My father had brown eyes. He had three blonde, blue-eyed boys between hazel-eyed and blue-eyed wives. Ergo, I was pretty sure the “recessive” blue eyed gene was awfully aggressive. At least in my line.
It’s in it’s nature, according to this scientific paper, or at least the news blurb on it:
New research shows that people with blue eyes have a single, common ancestor. A team at the University of Copenhagen have tracked down a genetic mutation which took place 6-10,000 years ago and is the cause of the eye colour of all blue-eyed humans alive on the planet today.

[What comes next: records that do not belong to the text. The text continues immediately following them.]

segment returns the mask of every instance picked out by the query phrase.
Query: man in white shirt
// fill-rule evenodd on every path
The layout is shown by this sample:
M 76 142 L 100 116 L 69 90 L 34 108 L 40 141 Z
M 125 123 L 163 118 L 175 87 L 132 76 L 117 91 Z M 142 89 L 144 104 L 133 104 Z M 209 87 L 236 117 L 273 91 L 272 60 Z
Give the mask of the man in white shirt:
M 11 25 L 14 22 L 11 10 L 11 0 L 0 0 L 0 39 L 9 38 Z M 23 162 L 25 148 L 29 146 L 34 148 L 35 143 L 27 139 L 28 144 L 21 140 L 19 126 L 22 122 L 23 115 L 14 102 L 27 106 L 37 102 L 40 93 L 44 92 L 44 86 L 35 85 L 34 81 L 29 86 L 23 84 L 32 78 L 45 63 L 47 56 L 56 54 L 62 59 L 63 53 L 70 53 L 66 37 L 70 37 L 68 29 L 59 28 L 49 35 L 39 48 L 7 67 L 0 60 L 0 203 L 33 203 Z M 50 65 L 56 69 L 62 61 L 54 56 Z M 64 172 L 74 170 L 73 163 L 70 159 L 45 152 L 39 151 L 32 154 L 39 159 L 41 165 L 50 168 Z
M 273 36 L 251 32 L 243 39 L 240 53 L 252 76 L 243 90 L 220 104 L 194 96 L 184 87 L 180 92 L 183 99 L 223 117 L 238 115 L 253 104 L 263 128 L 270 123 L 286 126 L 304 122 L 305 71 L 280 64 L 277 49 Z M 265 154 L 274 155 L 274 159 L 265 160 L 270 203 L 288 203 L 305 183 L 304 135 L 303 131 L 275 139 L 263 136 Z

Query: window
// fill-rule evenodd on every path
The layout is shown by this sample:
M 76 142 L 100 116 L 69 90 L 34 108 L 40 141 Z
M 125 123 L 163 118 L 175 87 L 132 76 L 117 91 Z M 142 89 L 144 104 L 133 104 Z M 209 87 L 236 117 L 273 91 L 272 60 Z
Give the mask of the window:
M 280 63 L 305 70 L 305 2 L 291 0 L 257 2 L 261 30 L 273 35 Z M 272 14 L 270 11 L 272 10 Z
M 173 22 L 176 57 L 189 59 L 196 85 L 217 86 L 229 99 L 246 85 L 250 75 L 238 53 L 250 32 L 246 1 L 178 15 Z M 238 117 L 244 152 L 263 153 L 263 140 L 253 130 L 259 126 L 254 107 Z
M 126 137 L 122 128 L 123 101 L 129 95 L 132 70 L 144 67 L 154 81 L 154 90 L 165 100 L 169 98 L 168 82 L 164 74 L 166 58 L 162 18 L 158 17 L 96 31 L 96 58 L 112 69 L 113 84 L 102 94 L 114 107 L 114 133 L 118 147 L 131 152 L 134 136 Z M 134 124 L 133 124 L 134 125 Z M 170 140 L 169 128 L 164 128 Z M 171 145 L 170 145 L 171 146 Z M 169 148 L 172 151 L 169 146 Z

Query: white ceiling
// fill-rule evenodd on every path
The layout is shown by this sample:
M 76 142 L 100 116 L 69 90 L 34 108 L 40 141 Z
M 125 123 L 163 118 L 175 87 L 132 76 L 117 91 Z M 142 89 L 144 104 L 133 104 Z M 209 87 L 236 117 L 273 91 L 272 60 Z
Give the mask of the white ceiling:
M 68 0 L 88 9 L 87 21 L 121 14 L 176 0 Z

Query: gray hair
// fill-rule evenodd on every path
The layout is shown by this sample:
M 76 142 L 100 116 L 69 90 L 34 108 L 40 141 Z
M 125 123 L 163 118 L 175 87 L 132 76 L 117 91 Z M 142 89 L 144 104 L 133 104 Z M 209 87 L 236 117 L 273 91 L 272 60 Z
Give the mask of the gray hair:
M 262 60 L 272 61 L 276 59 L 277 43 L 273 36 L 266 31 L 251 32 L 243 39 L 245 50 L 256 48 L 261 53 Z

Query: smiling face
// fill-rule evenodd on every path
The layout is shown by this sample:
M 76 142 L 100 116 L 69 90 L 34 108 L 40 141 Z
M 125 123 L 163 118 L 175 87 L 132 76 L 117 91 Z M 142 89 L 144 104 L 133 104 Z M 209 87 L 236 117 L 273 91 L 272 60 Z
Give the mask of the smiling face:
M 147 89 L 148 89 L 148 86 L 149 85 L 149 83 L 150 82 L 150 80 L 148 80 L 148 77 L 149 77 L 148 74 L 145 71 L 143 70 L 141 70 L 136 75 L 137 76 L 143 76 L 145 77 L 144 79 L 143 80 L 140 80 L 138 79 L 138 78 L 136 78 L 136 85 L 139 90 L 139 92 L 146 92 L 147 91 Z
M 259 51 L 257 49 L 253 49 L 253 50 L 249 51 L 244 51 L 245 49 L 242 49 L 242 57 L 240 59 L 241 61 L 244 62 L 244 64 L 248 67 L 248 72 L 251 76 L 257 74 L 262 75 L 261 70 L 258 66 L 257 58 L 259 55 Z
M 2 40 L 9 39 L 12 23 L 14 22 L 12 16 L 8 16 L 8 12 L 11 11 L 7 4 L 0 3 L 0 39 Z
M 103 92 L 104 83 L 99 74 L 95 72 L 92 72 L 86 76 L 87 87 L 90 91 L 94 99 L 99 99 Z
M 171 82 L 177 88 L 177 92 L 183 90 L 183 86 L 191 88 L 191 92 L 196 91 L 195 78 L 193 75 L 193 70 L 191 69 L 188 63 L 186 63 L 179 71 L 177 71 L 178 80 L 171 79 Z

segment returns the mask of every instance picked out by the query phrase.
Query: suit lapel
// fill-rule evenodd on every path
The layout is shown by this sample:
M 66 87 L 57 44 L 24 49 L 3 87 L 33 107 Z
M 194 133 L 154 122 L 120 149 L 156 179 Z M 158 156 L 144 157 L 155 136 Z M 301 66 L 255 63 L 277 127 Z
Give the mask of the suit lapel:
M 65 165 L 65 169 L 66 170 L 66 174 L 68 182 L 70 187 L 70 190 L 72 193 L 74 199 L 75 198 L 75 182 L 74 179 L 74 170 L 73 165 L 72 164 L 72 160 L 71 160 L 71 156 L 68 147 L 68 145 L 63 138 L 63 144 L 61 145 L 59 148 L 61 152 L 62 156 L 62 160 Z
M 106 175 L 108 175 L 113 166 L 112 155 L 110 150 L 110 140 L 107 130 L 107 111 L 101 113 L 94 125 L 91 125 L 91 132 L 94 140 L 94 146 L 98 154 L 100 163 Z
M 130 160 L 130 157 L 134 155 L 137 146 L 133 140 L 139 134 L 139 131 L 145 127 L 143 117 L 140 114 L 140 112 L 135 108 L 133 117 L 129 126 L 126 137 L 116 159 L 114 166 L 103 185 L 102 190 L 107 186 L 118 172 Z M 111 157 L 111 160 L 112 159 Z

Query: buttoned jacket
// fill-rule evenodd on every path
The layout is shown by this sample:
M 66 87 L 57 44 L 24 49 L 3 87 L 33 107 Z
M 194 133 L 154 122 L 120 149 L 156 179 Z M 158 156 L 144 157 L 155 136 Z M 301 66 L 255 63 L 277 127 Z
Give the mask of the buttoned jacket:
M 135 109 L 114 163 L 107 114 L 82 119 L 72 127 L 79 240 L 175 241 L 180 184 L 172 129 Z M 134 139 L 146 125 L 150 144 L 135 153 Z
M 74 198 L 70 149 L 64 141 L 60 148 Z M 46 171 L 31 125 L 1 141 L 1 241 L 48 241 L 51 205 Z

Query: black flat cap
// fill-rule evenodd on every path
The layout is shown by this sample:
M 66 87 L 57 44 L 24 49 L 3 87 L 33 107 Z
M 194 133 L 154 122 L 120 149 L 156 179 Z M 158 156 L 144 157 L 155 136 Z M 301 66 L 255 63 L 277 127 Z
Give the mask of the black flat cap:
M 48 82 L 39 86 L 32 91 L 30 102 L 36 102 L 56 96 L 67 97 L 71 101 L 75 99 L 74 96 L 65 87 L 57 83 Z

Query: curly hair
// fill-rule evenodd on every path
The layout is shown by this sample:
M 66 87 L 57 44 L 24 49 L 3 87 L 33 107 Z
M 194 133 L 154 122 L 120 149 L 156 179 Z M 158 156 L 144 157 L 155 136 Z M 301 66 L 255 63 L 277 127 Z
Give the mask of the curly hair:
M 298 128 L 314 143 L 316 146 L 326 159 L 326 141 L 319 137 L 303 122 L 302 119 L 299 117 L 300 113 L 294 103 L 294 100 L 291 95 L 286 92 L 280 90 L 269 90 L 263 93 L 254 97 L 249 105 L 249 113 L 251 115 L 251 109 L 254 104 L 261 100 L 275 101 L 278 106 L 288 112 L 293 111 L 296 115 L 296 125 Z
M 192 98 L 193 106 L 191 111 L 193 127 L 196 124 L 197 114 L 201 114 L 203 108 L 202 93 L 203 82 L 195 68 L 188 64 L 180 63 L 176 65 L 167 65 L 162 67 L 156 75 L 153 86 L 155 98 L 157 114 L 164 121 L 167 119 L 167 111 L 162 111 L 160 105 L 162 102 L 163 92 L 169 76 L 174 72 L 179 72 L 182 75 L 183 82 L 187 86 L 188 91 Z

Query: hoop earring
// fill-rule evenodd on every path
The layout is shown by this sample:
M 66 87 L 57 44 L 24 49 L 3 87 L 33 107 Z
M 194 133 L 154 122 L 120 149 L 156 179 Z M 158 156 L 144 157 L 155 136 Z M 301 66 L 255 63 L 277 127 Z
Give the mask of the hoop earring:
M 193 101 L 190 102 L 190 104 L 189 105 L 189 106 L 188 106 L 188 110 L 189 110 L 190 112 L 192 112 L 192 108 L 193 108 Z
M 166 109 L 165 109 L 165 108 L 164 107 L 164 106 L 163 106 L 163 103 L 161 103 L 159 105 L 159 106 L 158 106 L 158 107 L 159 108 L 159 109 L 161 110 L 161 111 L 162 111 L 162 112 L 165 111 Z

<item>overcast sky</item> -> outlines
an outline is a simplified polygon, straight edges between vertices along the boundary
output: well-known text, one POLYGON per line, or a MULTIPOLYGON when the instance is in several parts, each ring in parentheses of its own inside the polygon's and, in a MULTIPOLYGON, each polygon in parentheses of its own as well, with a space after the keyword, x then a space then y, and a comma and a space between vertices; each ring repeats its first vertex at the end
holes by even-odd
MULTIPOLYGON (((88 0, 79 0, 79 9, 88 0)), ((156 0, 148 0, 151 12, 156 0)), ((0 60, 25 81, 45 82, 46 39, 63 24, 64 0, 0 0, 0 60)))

But, wait! This would fly in the face of high school presentation of Mendelian genetics, where both parents must have a recessive gene to pass it on to their children. THE SCIENCE IS SETTLED.
Which proves something about science and the natural world aside from what the news report about a study indicates:
- All SCIENCE THAT IS SETTLED is subject to review and revision when more information becomes available.

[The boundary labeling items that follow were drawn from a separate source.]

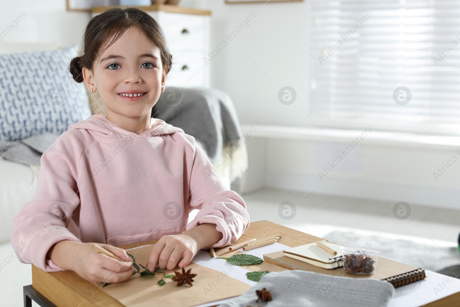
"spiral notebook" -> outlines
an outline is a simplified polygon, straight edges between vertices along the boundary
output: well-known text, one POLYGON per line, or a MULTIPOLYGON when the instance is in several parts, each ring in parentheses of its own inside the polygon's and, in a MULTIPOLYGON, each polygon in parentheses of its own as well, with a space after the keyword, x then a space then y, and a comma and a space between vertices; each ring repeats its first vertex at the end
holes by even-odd
POLYGON ((284 251, 280 250, 264 254, 264 260, 290 270, 303 270, 333 276, 345 276, 354 278, 371 278, 385 280, 391 283, 395 288, 421 280, 425 278, 425 270, 423 269, 404 264, 380 256, 379 256, 377 268, 374 273, 370 275, 364 275, 350 274, 345 272, 343 267, 332 270, 320 267, 305 261, 288 257, 286 255, 284 251))

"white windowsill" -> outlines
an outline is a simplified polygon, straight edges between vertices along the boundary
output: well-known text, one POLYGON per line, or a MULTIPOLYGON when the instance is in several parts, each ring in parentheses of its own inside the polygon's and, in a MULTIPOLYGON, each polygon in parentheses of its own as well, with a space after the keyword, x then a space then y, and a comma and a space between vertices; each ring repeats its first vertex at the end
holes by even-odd
MULTIPOLYGON (((284 139, 308 141, 349 143, 361 135, 362 130, 293 127, 269 125, 242 125, 243 135, 251 132, 252 127, 257 131, 251 137, 284 139)), ((425 147, 431 149, 460 149, 460 137, 424 135, 407 132, 373 130, 363 138, 368 144, 425 147)))

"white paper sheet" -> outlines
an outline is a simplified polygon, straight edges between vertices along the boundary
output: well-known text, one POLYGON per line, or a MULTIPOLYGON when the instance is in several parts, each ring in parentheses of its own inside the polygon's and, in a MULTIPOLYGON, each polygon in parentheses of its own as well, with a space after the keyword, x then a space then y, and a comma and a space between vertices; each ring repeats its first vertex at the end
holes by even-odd
MULTIPOLYGON (((264 259, 264 254, 288 248, 290 247, 276 243, 247 251, 243 250, 242 248, 238 250, 264 259)), ((247 279, 247 270, 230 264, 225 259, 213 259, 207 251, 199 251, 192 261, 201 266, 224 272, 230 277, 242 281, 248 285, 248 290, 257 283, 247 279)), ((460 272, 460 268, 459 271, 460 272)), ((431 271, 426 271, 425 273, 426 277, 423 280, 397 288, 395 295, 390 301, 388 307, 418 307, 460 291, 460 279, 431 271)), ((230 298, 215 301, 195 307, 213 306, 231 299, 232 298, 230 298)))

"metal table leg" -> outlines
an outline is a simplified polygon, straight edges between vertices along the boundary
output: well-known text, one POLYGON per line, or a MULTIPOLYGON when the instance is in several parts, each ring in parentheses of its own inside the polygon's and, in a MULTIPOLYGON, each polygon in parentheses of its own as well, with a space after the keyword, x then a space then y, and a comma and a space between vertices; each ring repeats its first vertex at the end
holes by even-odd
POLYGON ((48 300, 41 294, 32 287, 32 285, 24 286, 24 307, 32 307, 32 301, 38 304, 41 307, 56 307, 56 306, 48 300))

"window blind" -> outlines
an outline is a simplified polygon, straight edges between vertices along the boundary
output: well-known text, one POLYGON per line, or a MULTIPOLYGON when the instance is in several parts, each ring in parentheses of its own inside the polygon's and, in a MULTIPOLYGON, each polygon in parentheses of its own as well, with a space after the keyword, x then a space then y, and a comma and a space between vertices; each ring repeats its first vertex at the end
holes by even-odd
POLYGON ((460 134, 460 1, 309 1, 316 122, 460 134))

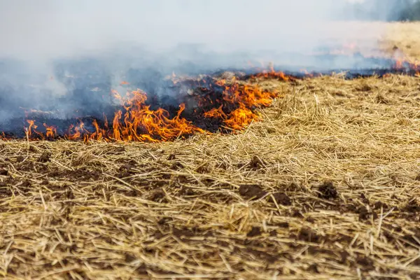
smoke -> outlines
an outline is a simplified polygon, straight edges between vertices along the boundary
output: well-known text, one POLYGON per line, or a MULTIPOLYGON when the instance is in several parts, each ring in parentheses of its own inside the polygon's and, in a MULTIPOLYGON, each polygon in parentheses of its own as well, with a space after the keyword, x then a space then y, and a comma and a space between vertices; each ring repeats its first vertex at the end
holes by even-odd
POLYGON ((199 74, 249 62, 345 65, 303 55, 360 34, 374 43, 377 27, 330 22, 346 3, 0 0, 0 120, 21 112, 18 107, 55 110, 57 118, 82 107, 99 113, 122 80, 160 92, 160 81, 174 71, 199 74))

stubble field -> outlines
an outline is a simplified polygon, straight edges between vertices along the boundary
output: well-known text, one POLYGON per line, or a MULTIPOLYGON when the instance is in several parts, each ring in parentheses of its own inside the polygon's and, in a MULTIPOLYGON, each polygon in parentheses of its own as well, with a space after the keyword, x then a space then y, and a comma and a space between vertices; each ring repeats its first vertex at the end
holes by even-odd
POLYGON ((249 83, 279 97, 236 134, 0 141, 0 275, 420 279, 420 78, 249 83))

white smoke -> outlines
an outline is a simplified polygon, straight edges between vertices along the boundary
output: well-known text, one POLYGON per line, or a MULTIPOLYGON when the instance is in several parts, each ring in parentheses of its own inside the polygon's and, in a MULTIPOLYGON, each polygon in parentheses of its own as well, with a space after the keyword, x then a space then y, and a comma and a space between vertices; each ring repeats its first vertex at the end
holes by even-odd
MULTIPOLYGON (((252 59, 304 66, 311 62, 307 57, 288 54, 310 54, 337 38, 346 43, 362 38, 374 44, 380 35, 382 27, 374 24, 332 22, 346 3, 0 0, 0 102, 18 104, 26 100, 34 107, 45 106, 52 104, 51 95, 62 97, 77 89, 77 85, 64 85, 57 79, 54 65, 62 59, 94 57, 101 61, 102 70, 109 72, 112 86, 130 68, 148 65, 172 72, 181 61, 199 70, 237 67, 252 59), (202 46, 200 51, 177 47, 195 44, 202 46), (24 74, 11 69, 13 59, 25 63, 24 74), (1 66, 5 60, 8 64, 1 66), (38 83, 32 86, 34 81, 38 83)), ((326 67, 342 62, 329 63, 326 67)), ((0 106, 0 113, 4 109, 0 106)))

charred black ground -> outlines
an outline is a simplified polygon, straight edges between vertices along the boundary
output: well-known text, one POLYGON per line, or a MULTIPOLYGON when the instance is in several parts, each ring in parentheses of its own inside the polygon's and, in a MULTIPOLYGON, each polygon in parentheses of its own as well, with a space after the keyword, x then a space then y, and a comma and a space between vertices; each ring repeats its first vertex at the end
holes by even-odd
MULTIPOLYGON (((38 94, 39 90, 41 90, 39 88, 42 83, 39 83, 42 80, 41 78, 34 78, 24 69, 22 70, 22 66, 13 64, 13 62, 3 62, 0 64, 0 132, 10 138, 24 137, 24 127, 28 126, 28 119, 35 120, 37 130, 40 132, 46 132, 43 123, 57 127, 59 138, 66 134, 70 125, 77 125, 81 122, 85 124, 87 130, 93 132, 94 121, 104 127, 105 120, 112 120, 115 112, 122 108, 111 94, 111 90, 116 85, 120 87, 120 90, 144 90, 147 93, 146 104, 150 106, 150 109, 162 108, 169 112, 170 118, 176 115, 179 104, 183 103, 186 110, 181 116, 192 122, 192 125, 211 132, 220 130, 229 132, 229 130, 223 127, 223 122, 220 119, 203 116, 204 112, 214 108, 214 104, 218 104, 216 100, 222 99, 225 88, 217 85, 216 81, 220 80, 226 71, 242 80, 255 77, 281 79, 272 71, 283 71, 289 80, 295 80, 341 72, 344 73, 344 78, 353 79, 372 76, 383 77, 390 74, 414 76, 419 71, 409 63, 402 63, 396 68, 397 62, 392 59, 368 58, 360 54, 350 57, 322 55, 312 57, 311 59, 311 65, 318 62, 331 65, 339 63, 352 68, 324 71, 314 66, 304 68, 285 65, 268 71, 258 67, 245 70, 225 69, 212 71, 210 75, 198 76, 200 67, 184 63, 174 68, 176 71, 183 71, 181 73, 186 73, 189 77, 195 78, 180 78, 178 82, 174 83, 173 79, 168 78, 172 73, 159 67, 131 68, 118 75, 121 77, 119 82, 124 78, 128 83, 118 85, 115 82, 115 75, 107 71, 108 66, 100 60, 62 61, 55 66, 55 78, 64 85, 66 94, 56 96, 51 88, 38 94), (371 67, 366 68, 366 66, 371 67), (15 74, 14 76, 7 74, 10 66, 13 66, 12 73, 15 74), (265 73, 265 76, 258 76, 261 73, 265 73), (25 83, 18 83, 20 79, 25 83), (32 82, 38 82, 38 86, 34 85, 32 82), (37 96, 42 97, 42 99, 36 101, 34 98, 37 96), (199 105, 197 100, 203 98, 208 102, 204 106, 202 102, 199 105)), ((227 113, 238 108, 237 105, 226 103, 223 106, 225 112, 227 113)))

- The understanding most of us have from science stems from extremely watered down summary materials which might be decades out of date.
- The material from which most of us draw information is second-hand information about whatever we’re being told, so it’s akin to hearsay or science gossip instead of actual science we could reproduce in our basement labs.

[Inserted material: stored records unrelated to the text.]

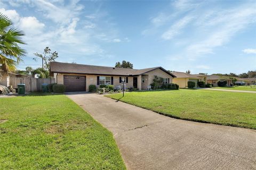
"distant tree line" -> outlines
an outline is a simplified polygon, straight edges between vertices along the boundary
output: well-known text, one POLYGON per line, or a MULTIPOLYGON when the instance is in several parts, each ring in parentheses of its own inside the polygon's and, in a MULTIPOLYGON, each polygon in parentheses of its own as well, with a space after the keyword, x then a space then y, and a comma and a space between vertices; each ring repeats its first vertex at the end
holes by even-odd
POLYGON ((213 74, 219 76, 233 76, 240 78, 256 78, 256 70, 249 71, 247 73, 243 73, 239 74, 236 74, 233 73, 230 73, 229 74, 218 73, 213 74))

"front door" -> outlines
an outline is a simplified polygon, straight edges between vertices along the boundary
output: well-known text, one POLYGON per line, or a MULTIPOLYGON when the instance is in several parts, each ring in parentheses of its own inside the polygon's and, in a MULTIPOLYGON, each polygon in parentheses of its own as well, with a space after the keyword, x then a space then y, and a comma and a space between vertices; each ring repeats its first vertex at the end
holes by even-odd
POLYGON ((138 78, 133 78, 133 88, 137 89, 138 88, 138 78))

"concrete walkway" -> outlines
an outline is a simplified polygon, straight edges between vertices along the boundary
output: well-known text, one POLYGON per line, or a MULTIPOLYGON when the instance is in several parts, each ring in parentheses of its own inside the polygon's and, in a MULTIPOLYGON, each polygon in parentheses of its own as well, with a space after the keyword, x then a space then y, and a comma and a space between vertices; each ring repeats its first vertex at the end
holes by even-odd
POLYGON ((170 118, 96 94, 68 96, 113 133, 128 169, 255 169, 256 131, 170 118))
POLYGON ((256 94, 255 91, 246 91, 246 90, 229 90, 229 89, 221 89, 214 88, 198 88, 198 89, 216 90, 216 91, 231 91, 231 92, 249 92, 251 94, 256 94))

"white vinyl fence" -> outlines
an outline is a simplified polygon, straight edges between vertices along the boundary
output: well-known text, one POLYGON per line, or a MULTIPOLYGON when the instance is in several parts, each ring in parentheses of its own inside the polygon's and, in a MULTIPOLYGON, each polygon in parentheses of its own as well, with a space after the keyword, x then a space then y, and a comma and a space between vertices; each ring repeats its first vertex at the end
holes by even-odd
POLYGON ((13 88, 17 88, 18 84, 25 84, 26 91, 39 91, 42 90, 42 84, 55 83, 54 78, 37 79, 34 78, 10 78, 10 85, 13 88))

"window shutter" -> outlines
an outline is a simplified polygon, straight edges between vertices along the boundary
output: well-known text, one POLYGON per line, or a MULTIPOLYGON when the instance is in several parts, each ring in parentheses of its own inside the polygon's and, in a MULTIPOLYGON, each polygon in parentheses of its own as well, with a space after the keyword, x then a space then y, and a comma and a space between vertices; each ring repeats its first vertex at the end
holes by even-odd
POLYGON ((100 76, 97 76, 97 85, 100 85, 100 76))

Honestly, I’m not sure what practical application this research has, and it’s not like it’s reproducible. I’m more a fan of engineering these days, where some knowledge is put to practical benefit. Unfortunately, it seems like most speculative science — at least what’s covered in newspapers and on Twitter– is put to social engineering uses. Which is not really engineering at all.
The story does give one room for a little meta-reflection of the nature of science, but most people will just see the story, post it on their Facebook walls or mention it to blue-eyed people, and go on. Or maybe, being a blogger, I’m just prone to meta-reflection to make a word count and to keep the Google beast happy so I can keep my ten dollars a year advertising revenue flowing.